Wherever you are, and however you celebrate (or not) may you have a good festive season. As Calvin and Hobbes remind us, “the best presents don’t come in boxes.” Here is the news.
- There has been a rain of fish in Shropshire, England. Thats fish, singular.
- Radio waves from mobile phones harm body cells and damage DNA, a laboratory study has shown. Perhaps mobile phones will just make us all X-men, which would be cool.
- The Metropolitan Police Force has been criticised for sending its officers on a course which helps identify the satanic ritual abuse of children by experts who say such abuse does not exist.
- Methane burps, a ticking time-bomb concealed under the Artic tundra.
- Germany shines a beam on the energy of the future as world’s largest solar energy plant comes on line.
- A NASA spacecraft has detected three dozen “massive, baby galaxies” forming relatively close to our own Milky Way.
- Who is it that keeps the miscreants in business by opening e-mail spam? Canadians, it seems. Eh.
- If you’re going to have a bunch of killer drones roaming the skies, you better make damn sure you can control ’em. Remote control for killer drones as the X-45A is put through it’s paces.
- Small asteroid passes between Earth and satellites. Once again, I’m reassured by the fact that astronomers didn’t see it until after it had passed.
- The ESA has announced the 2005 Clarke-Bradbury competition. This time the idea is to produce a short story or art on the subject of space elevators. Winners get $600 US so get writing, folks.
- Massive Delta-4 rocket makes maiden flight. It still fails to release it’s payload satellite though. What is it with rocketry lately…performance anxiety?
- Japanese and US scientists in Antarctica plan to search the edge of space for some of the rarest creatures in the universe – bits of antimatter from primordial black holes.
- An ancient civilisation was flourishing in Peru over 5,000 years ago, making it the oldest known complex society in the Americas.

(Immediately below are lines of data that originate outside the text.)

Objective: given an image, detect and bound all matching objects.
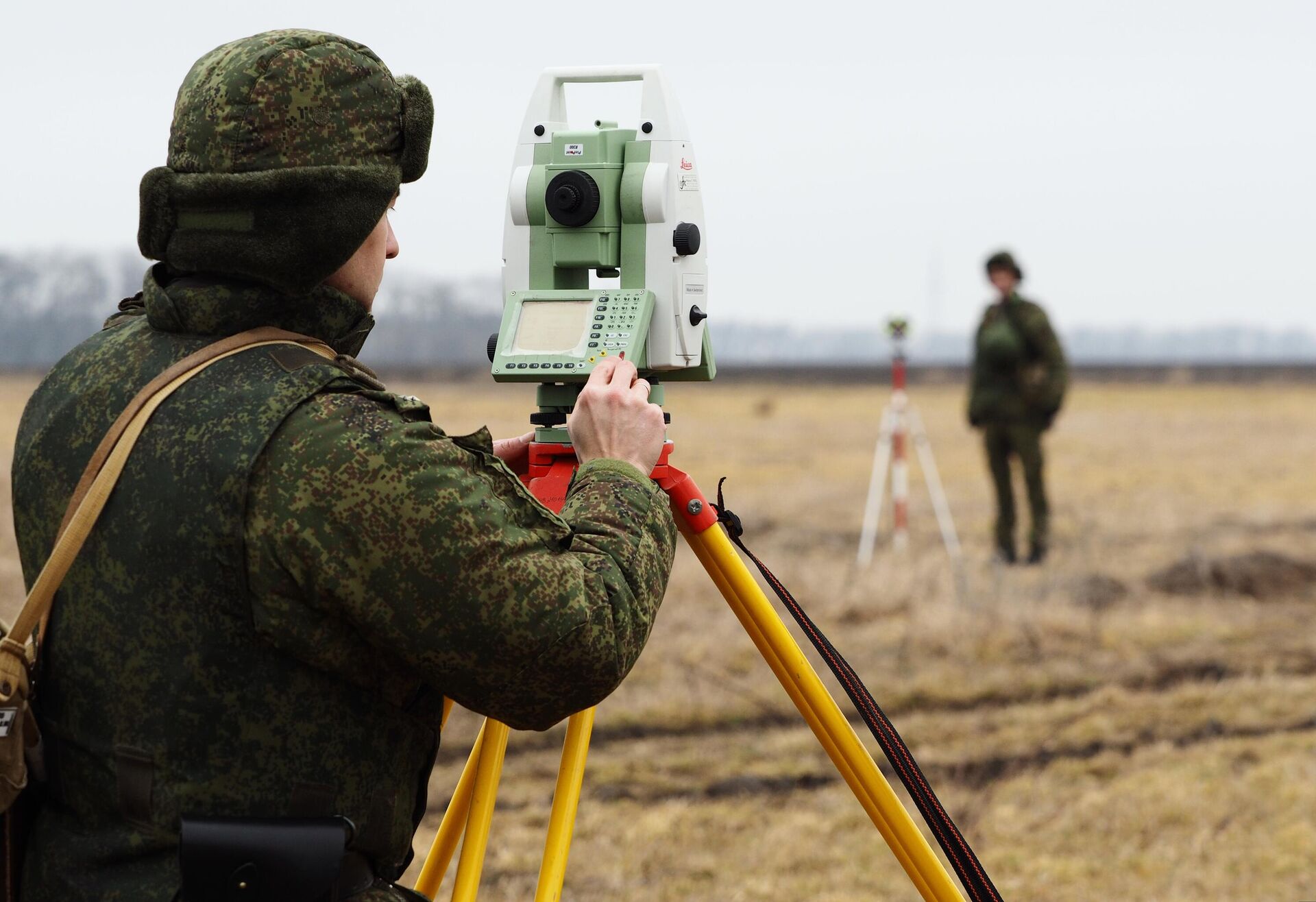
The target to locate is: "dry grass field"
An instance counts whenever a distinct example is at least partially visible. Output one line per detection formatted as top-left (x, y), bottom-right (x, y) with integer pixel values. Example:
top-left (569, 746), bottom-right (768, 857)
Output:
top-left (0, 378), bottom-right (1316, 902)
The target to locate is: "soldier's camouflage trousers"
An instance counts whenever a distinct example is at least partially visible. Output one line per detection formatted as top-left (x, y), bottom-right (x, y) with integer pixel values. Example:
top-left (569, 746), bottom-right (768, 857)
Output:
top-left (983, 423), bottom-right (1049, 554)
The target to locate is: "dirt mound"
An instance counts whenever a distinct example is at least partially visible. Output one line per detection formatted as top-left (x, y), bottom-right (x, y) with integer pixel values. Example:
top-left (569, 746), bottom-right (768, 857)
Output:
top-left (1147, 552), bottom-right (1316, 599)
top-left (1073, 573), bottom-right (1129, 611)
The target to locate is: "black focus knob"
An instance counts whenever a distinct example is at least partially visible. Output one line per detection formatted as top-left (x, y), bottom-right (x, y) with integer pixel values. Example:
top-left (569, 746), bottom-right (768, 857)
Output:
top-left (671, 223), bottom-right (699, 257)
top-left (544, 169), bottom-right (599, 226)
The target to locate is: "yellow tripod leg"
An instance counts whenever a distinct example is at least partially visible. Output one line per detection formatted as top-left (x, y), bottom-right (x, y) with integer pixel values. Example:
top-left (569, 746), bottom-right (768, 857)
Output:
top-left (687, 524), bottom-right (936, 899)
top-left (682, 522), bottom-right (963, 902)
top-left (452, 720), bottom-right (508, 902)
top-left (416, 720), bottom-right (488, 899)
top-left (535, 709), bottom-right (595, 902)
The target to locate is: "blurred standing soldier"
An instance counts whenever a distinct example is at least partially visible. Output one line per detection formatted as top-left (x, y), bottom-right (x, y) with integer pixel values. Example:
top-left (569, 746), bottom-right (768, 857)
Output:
top-left (968, 252), bottom-right (1069, 563)
top-left (13, 30), bottom-right (675, 902)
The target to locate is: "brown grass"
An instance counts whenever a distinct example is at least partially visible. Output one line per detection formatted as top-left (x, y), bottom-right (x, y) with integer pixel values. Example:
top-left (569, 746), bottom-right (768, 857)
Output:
top-left (0, 380), bottom-right (1316, 901)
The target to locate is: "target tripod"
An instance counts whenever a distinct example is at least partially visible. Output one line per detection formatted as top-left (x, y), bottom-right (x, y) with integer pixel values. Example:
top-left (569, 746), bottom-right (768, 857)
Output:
top-left (857, 320), bottom-right (964, 568)
top-left (416, 441), bottom-right (999, 902)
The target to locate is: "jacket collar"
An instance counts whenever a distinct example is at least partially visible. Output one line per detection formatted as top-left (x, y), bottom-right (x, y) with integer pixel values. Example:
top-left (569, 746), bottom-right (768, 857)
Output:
top-left (142, 263), bottom-right (375, 357)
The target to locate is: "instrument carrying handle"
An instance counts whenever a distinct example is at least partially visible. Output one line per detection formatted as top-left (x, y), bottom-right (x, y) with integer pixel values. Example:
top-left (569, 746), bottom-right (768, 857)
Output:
top-left (518, 63), bottom-right (690, 143)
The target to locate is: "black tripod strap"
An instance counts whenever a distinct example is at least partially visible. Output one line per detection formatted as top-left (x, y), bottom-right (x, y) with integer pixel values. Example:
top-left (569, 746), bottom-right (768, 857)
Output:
top-left (717, 476), bottom-right (1001, 902)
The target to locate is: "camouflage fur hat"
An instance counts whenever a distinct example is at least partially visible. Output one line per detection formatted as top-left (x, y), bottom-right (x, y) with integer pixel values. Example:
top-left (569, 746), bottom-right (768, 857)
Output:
top-left (987, 250), bottom-right (1024, 282)
top-left (137, 29), bottom-right (435, 293)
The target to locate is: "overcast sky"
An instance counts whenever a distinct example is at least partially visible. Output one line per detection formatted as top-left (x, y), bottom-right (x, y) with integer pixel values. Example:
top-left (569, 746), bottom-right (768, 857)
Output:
top-left (0, 0), bottom-right (1316, 329)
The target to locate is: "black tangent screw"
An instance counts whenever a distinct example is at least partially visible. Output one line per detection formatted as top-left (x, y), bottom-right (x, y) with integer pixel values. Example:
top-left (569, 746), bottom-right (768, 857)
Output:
top-left (671, 223), bottom-right (700, 257)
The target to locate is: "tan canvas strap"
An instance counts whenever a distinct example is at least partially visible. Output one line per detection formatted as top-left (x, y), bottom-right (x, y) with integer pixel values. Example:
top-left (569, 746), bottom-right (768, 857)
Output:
top-left (0, 326), bottom-right (336, 653)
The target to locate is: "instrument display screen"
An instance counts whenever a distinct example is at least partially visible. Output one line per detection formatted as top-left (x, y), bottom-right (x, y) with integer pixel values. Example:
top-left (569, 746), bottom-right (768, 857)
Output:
top-left (512, 300), bottom-right (601, 354)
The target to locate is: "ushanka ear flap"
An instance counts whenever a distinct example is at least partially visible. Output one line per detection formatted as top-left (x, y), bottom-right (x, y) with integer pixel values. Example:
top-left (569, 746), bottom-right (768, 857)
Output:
top-left (398, 75), bottom-right (435, 182)
top-left (138, 166), bottom-right (399, 295)
top-left (137, 166), bottom-right (178, 259)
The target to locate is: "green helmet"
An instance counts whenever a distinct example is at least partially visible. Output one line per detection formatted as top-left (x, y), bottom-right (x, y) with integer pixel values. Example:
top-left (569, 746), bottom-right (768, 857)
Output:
top-left (987, 250), bottom-right (1024, 282)
top-left (137, 29), bottom-right (435, 293)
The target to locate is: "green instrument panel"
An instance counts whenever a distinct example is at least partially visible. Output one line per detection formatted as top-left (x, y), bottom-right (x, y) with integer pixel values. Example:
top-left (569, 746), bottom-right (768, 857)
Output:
top-left (492, 289), bottom-right (654, 382)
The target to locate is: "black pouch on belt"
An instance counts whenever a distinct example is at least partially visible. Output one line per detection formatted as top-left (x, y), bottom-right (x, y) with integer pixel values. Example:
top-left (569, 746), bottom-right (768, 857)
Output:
top-left (179, 818), bottom-right (369, 902)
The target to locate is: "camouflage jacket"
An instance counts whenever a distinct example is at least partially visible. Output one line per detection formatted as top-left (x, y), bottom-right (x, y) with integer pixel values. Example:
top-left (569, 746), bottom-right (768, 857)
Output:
top-left (13, 267), bottom-right (675, 902)
top-left (968, 295), bottom-right (1069, 426)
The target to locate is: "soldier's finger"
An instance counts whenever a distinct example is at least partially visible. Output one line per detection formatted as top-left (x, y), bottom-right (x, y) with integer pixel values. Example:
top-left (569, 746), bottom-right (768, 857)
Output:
top-left (608, 358), bottom-right (638, 389)
top-left (585, 357), bottom-right (621, 389)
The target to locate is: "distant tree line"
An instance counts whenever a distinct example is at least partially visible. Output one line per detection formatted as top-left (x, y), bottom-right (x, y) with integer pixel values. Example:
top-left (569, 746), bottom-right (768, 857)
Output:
top-left (0, 252), bottom-right (1316, 370)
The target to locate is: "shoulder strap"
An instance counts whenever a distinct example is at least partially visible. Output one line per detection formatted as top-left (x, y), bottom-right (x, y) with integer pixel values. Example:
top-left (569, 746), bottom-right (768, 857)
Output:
top-left (0, 326), bottom-right (336, 650)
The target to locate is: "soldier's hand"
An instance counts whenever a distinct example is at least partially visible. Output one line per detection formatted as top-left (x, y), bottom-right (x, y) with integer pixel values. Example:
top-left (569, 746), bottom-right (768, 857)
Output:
top-left (568, 357), bottom-right (663, 476)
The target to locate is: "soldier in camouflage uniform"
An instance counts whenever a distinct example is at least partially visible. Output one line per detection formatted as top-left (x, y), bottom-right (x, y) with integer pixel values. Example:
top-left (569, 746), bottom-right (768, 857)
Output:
top-left (968, 252), bottom-right (1069, 563)
top-left (13, 30), bottom-right (675, 902)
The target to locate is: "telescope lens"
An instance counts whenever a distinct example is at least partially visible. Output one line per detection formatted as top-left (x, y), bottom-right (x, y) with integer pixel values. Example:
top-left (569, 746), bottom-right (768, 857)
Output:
top-left (544, 169), bottom-right (599, 226)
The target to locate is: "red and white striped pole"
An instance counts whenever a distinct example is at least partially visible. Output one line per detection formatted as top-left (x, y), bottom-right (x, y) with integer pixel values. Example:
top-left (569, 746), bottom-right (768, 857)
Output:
top-left (891, 335), bottom-right (910, 552)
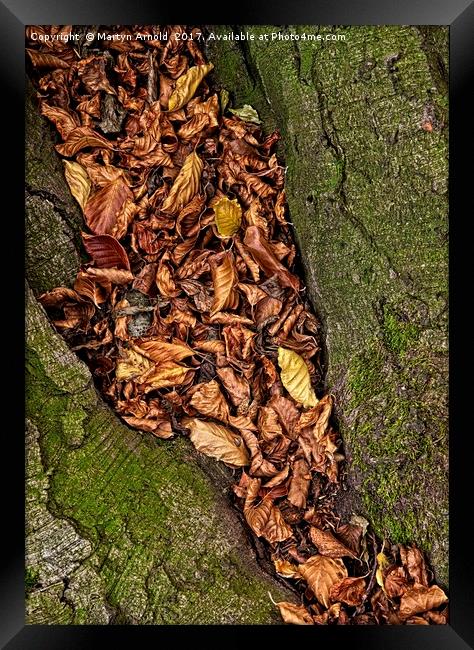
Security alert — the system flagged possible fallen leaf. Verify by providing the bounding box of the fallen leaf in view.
[329,578,366,607]
[276,601,314,625]
[399,583,448,618]
[161,152,203,214]
[278,347,318,407]
[309,526,357,558]
[213,196,242,237]
[273,558,301,578]
[115,348,153,381]
[84,176,133,235]
[168,63,214,111]
[288,458,312,508]
[183,418,250,467]
[375,553,390,593]
[56,126,113,158]
[189,379,229,423]
[209,251,239,315]
[244,226,300,291]
[82,232,130,271]
[298,555,347,608]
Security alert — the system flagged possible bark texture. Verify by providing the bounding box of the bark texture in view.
[209,25,448,584]
[26,79,293,624]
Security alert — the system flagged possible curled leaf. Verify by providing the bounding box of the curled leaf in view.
[310,526,357,558]
[64,160,91,210]
[82,233,130,271]
[277,602,314,625]
[183,418,250,467]
[278,348,318,407]
[209,251,239,315]
[168,63,214,111]
[214,196,242,237]
[298,555,347,608]
[400,583,448,618]
[84,176,133,235]
[162,151,203,214]
[329,578,365,607]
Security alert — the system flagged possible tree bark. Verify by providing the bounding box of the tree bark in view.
[26,79,295,624]
[209,25,448,584]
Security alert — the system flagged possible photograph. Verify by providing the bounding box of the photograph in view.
[24,24,448,624]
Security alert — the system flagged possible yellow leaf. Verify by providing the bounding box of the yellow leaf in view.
[183,418,250,467]
[209,251,239,314]
[375,553,390,593]
[298,555,347,607]
[273,558,301,578]
[214,196,242,237]
[278,348,319,407]
[162,152,203,214]
[64,160,91,210]
[115,349,153,381]
[168,63,214,111]
[276,602,314,625]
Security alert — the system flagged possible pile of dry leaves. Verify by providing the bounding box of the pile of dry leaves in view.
[27,26,447,625]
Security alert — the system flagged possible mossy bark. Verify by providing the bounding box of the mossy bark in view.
[209,25,448,584]
[25,79,293,624]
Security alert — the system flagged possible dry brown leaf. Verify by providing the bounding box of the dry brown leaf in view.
[85,268,133,287]
[309,526,357,558]
[213,196,242,237]
[298,555,347,608]
[82,232,130,271]
[161,152,203,214]
[115,348,153,381]
[329,578,366,607]
[56,126,112,158]
[399,583,448,618]
[136,338,194,364]
[273,558,301,579]
[278,347,318,407]
[217,364,250,406]
[244,478,293,544]
[288,458,312,508]
[84,176,133,235]
[168,63,214,111]
[277,601,314,625]
[183,418,250,467]
[244,226,300,291]
[189,379,229,423]
[122,415,173,440]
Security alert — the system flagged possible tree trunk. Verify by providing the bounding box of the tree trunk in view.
[26,79,295,624]
[209,25,448,584]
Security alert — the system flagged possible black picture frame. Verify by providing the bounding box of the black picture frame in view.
[4,0,474,650]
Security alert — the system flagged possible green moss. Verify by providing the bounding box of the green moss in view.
[25,566,39,593]
[383,307,420,356]
[26,290,290,624]
[348,345,384,408]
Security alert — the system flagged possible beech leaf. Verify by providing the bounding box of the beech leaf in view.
[214,196,242,237]
[183,418,250,467]
[278,347,318,407]
[298,555,347,608]
[161,152,203,214]
[168,63,214,111]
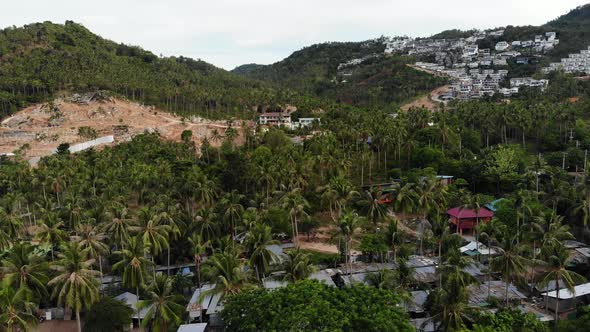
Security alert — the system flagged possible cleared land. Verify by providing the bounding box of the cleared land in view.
[0,94,251,159]
[401,85,449,112]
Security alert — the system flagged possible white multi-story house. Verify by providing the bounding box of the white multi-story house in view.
[258,112,291,127]
[543,46,590,74]
[510,77,549,91]
[291,118,320,128]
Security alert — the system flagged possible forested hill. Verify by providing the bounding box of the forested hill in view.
[232,40,444,107]
[446,4,590,60]
[0,21,280,118]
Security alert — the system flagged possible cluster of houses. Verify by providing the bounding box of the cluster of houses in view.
[416,62,549,101]
[543,46,590,75]
[384,30,559,61]
[258,110,320,129]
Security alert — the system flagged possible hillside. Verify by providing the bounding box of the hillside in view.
[478,4,590,60]
[543,4,590,58]
[0,21,284,117]
[232,40,444,107]
[0,94,243,160]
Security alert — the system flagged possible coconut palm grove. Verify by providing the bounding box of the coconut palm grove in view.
[0,5,590,332]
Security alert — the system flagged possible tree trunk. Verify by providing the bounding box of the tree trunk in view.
[135,286,141,329]
[555,279,559,326]
[98,255,104,294]
[166,250,170,276]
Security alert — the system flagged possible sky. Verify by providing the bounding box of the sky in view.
[0,0,589,70]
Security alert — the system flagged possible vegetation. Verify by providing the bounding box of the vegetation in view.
[0,5,590,331]
[0,21,282,117]
[233,39,445,109]
[84,297,133,332]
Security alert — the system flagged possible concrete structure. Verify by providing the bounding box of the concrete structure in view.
[543,283,590,313]
[258,112,291,127]
[447,207,494,234]
[176,323,207,332]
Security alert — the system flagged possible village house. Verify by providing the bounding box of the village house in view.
[494,41,510,52]
[447,207,494,234]
[258,112,291,127]
[543,283,590,315]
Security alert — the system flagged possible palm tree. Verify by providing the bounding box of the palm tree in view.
[71,224,109,281]
[221,190,244,236]
[0,287,38,332]
[194,208,219,241]
[539,243,586,323]
[204,246,249,297]
[424,274,474,331]
[49,242,98,332]
[283,247,315,282]
[103,206,133,248]
[365,270,398,289]
[279,188,309,244]
[384,217,405,262]
[137,274,185,332]
[245,224,278,280]
[129,208,171,274]
[35,212,66,261]
[0,243,48,299]
[336,211,364,273]
[188,233,209,288]
[490,236,527,306]
[113,237,151,321]
[393,183,419,214]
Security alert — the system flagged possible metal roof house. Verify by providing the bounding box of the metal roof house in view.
[115,292,149,319]
[447,207,494,234]
[186,284,223,326]
[176,323,207,332]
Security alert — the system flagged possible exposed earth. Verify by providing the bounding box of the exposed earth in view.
[0,95,251,160]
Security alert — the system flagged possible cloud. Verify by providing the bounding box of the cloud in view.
[0,0,585,69]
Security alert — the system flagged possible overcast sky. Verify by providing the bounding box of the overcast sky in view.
[0,0,588,69]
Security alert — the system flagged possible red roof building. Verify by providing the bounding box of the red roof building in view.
[447,207,494,234]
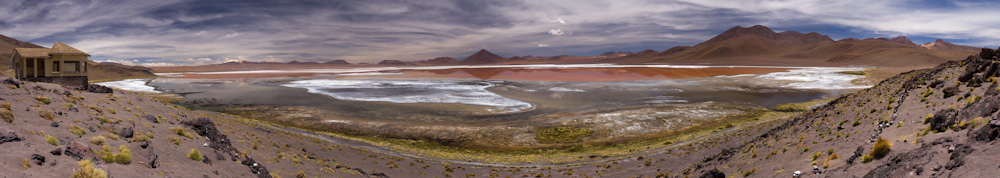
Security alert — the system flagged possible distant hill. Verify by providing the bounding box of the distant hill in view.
[602,25,979,66]
[0,35,156,81]
[459,49,506,65]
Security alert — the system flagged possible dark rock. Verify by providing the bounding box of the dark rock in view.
[201,155,212,165]
[87,84,115,93]
[118,127,135,140]
[146,148,160,169]
[864,146,931,178]
[3,78,23,88]
[181,118,235,152]
[142,114,160,123]
[31,154,45,166]
[944,144,975,170]
[967,120,1000,142]
[699,169,726,178]
[63,140,99,160]
[212,150,226,161]
[0,130,23,144]
[49,148,62,156]
[847,146,865,164]
[929,108,958,131]
[371,172,389,178]
[941,86,959,98]
[242,157,271,178]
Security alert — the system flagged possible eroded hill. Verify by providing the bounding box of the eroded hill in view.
[683,49,1000,177]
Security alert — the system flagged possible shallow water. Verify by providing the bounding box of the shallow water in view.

- Images from a European space probe suggest the Mars volcanoes are possibly still active.
- Archeologists in Cana have found stone water jars in an ancient house, but deciding this is the scene of the first miracle of Jesus may be stretching a bit.
- A New Mexico religious group gains the right to drink psychedelic toxic tea if they want to.
- If the polar ice-cap melts, where will we tell our children Santa lives?
- Astro-children. More and more Indian parents are opting to have their children delivered at the time suggested by local astrologers.
- A new study says that the idea that terminal cancer patients can postpone dying for important events is a myth.
- Here’s a review of the book Brainwashing: The Science of Thought Control (Amazon UK) by Kathleen Taylor.
- Earliest depiction of rainbow found? Or perhaps a boat, or a banana, or an eaten slice of watermelon…
- An ultrafast supercomputer is to simulate a nuclear explosion at 360 trillion calculations a second.
- Heart rhythms appear to be circadian in nature. Sure, mine doesn’t start till midday each day.
- Scientists have discovered new fish and insect species, including a “monster cockroach”, living in caves in the remote East Kalimantan province of Indonesia.
- In Mexico, 7,000 years of religion in one location shows how ritual changed as society evolved.
- The remains of two Amazon warriors serving with the Roman army in Britain have been discovered in a cemetery that has astonished archaeologists.
- As if the troops didn’t have enough worries from the insurgents in front and “compassionate” Rummie behind, now a rare and dangerous form of pneumonia has stricken U.S. soldiers in Iraq at an unusually high rate.
- For the last six months, ghost hunters have been investigating a former shipyard on Merseyside, England.
- The excellent Annalee Newitz gets annoyed by futurists again – “To claim that the Internet’s influence over social life is so profound that it’s the first big thing to happen to humans since language and composite tools is clearly absurd”.
- ‘Better Humans’ continues it’s examination of the transhumanism debate with a call for more careful use of language.
- Lastly, here is my personal Yule present to all the TDG readers…some cartoons of Calvin and Hobbes writing to Santa.
Thanks Greg, for the assistance.
Quote of the Day:
If mom and dad cared about me at all, they’d buy me some infra-red nighttime vision goggles.